Second, a bunch of talking heads would have much less to talk about on the major sports networks if we replaced the penumbra of gray that is the method by which the Committee executes its mandate at present with a crystal-clear black and white metric. With WAB, you’re either in or you’re not. With the current system, you might be in, you might not be in, and we can talk for hours about which side is more right. Who has more Quad 1 road wins? Who has fewer Quad 4 losses on Tuesdays in Nevada? Well, resume metrics already factor those in. It’s right there in WAB (maybe not the Tuesdays in Nevada part – but I’m not fully versed in the math).
The debate might rage on because frankly most people are skeptical of math and analytics and are motivated by their inherent biases. “I know it when I see it” is fine for a Supreme Court Justice determining what is or is not obscene, but it really shouldn’t be the way to determine the best college basketball teams in a given season at a point in time. That part is pretty easily quantifiable. Yet, there will always be those who deem the “eye test” and their subjective opinions as to “the whole body of work” to be paramount to stats. I don’t see that changing any time soon.
Here’s the upside: that means I can still have this blog and I can still be a bracketologist! Really, bracketology isn’t the selection of the 36 best teams. I don’t believe I engage in that endeavor, and I’d hope most bracketologists aren’t trying to make their own judgments as to the 36 best at-large teams. The distinction of most importance is that bracketology is the application of all known information as to the Committee’s selection process to determine to the best extent one can what the output of that process will be. I’m not picking the best teams – I don’t care about that! (Of course I do, but not in this exercise).
My exercise in bracketology is to see if I can see what the Committee sees. See? And until such time as the Committee implodes itself for the love of the stats, I’ll keep on bracketologizing.
Bracket and Bubble Notes:
Finally, to the brackets we go. No change at the top. Baylor (1 seed, #1) and Kansas (1 seed, #2) will do battle in Waco on Saturday, Gonzaga (1 seed, #3) hosts the Dons of San Fran (NR) tonight and travels to BYU (7 seed, #27) on Saturday for a tough test, and San Diego St. (1 seed, #4) hosts UNLV (NR) on Saturday.
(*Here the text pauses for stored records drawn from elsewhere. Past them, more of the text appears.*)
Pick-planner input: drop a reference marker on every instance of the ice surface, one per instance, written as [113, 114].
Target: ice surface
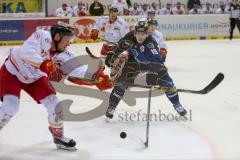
[213, 132]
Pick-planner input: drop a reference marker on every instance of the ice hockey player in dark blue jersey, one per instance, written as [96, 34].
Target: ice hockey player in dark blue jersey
[142, 56]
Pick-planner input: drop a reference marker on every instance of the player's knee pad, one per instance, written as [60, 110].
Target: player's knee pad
[151, 79]
[10, 107]
[55, 110]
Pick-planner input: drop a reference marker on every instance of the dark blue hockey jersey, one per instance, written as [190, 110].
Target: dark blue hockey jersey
[147, 52]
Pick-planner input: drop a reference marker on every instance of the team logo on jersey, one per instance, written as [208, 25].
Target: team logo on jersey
[142, 49]
[116, 28]
[150, 45]
[48, 40]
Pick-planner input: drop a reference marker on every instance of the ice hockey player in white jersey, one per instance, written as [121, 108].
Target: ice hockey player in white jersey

Duke (2 seed, #8) got annihilated in Raleigh last night, and also lost a basketball game to (Welcome to the Field!) NC State (Last Four In Play In, #47). Not quite a seed line drop, but Duke falls a few spots on the seed list to the final 2 seed. Dayton (2 seed, #5), Maryland (2 seed, #6), and Louisville (2 seed, #7) remain on the 2 line.
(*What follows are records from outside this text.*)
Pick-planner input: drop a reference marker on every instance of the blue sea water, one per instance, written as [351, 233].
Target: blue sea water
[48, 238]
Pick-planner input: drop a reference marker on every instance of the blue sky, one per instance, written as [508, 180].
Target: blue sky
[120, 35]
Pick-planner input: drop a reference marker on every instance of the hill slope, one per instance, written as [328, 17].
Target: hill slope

Creighton (3 seed, #10) keeps on winning and is putting together an impressive season as we move it to the 3 line behind steady-Eddie Florida St. (3 seed, #9). Villanova (3 seed, #11) also moves up, while Seton Hall (3 seed, #12), by virtue of stemming a recent 2-game skid with a tip-in win over Butler (5 seed, #18), remains on the 3 seed line. Penn St. (4 seed, #14) falls back a couple spots and 1 seed line after losing to Illinois (8 seed, #31).
Auburn (6 seed, #22) plummets a whopping 3 seed lines after its recent run of luck ran out and it took back to back losses to non-tournament teams in Missouri (NR) and Georgia (NR).
Richmond (Last Four In Play In, #46), winners of 5 in a row, replaces Purdue (First Four Out, #70) in the field due to the latter’s 3 losses in a row, and only being 1 game over .500, and being 7-11 in Quad 1 and 2 opportunities (and also, no doubt due to my biases overcompensating towards WAB and the resume). Georgetown (First Four Out, #71) also falls out of this iteration’s field.